Shakey Graves’ voice is like butter being spread on toast: a smooth substance moving along a rough surface until the two become inseparable.
The Texan singer and multi-instrumentalist, born Alejandro Rose-Garcia, opens And the War Came with ‘Only Son’, a track that is at times mournful and contemplative, at times experimental, and at times breaking into a country-folky-foot-stomping explosion of possibilities: a good indication of what you’re getting yourself into.
And the War Came is full of the rustic, finger-picking excellence that we heard on 2011’s Roll the Bones, but comes with growth, development, and collaboration, specifically with Esme Patterson, the vocalist who helped make ‘Dearly Departed’ this album’s hit.
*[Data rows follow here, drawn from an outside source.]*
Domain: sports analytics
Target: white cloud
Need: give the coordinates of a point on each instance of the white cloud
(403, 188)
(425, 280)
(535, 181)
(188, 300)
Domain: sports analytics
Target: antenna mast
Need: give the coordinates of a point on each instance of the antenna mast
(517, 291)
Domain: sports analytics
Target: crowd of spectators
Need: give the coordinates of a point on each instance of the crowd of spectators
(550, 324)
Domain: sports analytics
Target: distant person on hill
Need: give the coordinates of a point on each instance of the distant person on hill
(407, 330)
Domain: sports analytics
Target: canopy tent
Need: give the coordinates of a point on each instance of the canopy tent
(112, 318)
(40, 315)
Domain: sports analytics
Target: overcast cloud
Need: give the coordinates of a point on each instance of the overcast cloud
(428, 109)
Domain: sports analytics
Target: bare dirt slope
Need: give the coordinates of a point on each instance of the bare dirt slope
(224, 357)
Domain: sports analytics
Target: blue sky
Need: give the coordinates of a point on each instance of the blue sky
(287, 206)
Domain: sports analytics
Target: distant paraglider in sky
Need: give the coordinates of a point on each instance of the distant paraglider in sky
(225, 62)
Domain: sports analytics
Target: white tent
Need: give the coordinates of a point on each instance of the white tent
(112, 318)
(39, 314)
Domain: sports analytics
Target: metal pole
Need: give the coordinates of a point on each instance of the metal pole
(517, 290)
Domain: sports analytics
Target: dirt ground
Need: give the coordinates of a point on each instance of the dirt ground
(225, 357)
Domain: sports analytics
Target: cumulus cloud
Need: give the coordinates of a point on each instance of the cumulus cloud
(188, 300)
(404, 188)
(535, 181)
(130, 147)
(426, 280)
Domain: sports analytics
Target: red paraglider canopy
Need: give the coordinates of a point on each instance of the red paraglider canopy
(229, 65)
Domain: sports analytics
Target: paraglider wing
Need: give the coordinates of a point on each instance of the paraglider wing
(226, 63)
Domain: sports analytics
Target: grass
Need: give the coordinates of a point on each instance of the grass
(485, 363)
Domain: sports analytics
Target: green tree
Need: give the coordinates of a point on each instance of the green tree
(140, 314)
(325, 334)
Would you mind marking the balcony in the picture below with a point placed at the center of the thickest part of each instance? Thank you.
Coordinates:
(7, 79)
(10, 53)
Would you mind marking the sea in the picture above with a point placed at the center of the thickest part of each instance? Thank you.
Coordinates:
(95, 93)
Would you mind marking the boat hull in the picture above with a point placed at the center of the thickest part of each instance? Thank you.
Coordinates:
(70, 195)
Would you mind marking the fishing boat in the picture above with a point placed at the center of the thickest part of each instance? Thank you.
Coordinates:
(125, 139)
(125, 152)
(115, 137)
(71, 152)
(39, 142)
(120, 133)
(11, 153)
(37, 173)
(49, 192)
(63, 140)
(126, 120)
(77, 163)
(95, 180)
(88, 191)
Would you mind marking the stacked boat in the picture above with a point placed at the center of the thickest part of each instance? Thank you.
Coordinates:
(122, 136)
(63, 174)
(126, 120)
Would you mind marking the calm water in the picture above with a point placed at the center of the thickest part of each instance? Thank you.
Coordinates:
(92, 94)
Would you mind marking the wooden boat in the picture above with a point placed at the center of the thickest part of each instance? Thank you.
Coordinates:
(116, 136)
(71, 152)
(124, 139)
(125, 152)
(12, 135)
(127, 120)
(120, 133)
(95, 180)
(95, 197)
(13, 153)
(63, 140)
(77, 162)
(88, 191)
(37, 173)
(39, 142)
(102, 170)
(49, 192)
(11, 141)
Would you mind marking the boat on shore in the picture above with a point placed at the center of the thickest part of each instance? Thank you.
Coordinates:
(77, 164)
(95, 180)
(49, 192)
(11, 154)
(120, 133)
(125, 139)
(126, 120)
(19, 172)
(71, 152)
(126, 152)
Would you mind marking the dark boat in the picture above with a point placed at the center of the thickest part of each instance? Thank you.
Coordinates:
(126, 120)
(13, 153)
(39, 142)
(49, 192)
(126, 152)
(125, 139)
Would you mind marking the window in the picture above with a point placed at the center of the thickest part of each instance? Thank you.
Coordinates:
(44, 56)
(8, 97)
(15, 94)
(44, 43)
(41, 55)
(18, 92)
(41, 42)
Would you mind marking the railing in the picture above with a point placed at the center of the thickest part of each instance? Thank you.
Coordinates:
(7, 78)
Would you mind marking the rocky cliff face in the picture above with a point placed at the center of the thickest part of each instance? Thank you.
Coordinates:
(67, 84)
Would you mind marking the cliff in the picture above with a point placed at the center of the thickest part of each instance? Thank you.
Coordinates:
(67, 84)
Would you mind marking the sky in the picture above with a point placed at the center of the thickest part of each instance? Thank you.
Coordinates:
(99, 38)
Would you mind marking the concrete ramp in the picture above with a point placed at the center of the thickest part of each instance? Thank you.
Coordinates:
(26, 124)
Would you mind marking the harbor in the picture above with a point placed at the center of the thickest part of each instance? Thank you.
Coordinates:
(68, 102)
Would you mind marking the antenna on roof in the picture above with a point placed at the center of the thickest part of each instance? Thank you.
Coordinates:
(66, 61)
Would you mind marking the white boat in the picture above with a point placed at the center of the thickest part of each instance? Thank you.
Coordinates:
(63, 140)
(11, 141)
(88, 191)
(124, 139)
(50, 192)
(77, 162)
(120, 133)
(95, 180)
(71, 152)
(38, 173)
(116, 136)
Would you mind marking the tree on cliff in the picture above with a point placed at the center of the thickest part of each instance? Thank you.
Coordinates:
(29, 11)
There’s feeling in Graves’ voice, but it’s feeling that has been diluted with whiskey and cocaine underneath a backwoods sunset. “The truth always hurts,” he wails in ‘Hard Wired’, “we were hard wired”. Other tunes, like ‘Big Time Nashville Star’, are more raw, stripped down outbursts of a rugged-genius-one-man-band gone wild. Esme’s voice mirrors the mood, and together they create the musical equivalent of grabbing someone and kissing them behind a barn, slurring your words, and falling together into the grass, a full moon beaming down onto your soul.
On ‘The Perfect Parts’, Shakey Graves takes a Modest Mouse influence and runs with it, creating something utterly his own. ‘Family and Genus’ is another new sound, and he pulls it off well, combining electronic elements and crackly voice recordings with just enough familiarity and intimacy to make the listener feel right at home.
The record closes out with ‘Call it Heaven’, an unpolished reminder of who this guy really is: an individual; a wild, incomparable animal.
In a world full of albums that are trying too hard either to be perfect or to be unique, Shakey Graves has managed to create something that sounds effortlessly imperfect. Simple, heartfelt, and soothingly raw.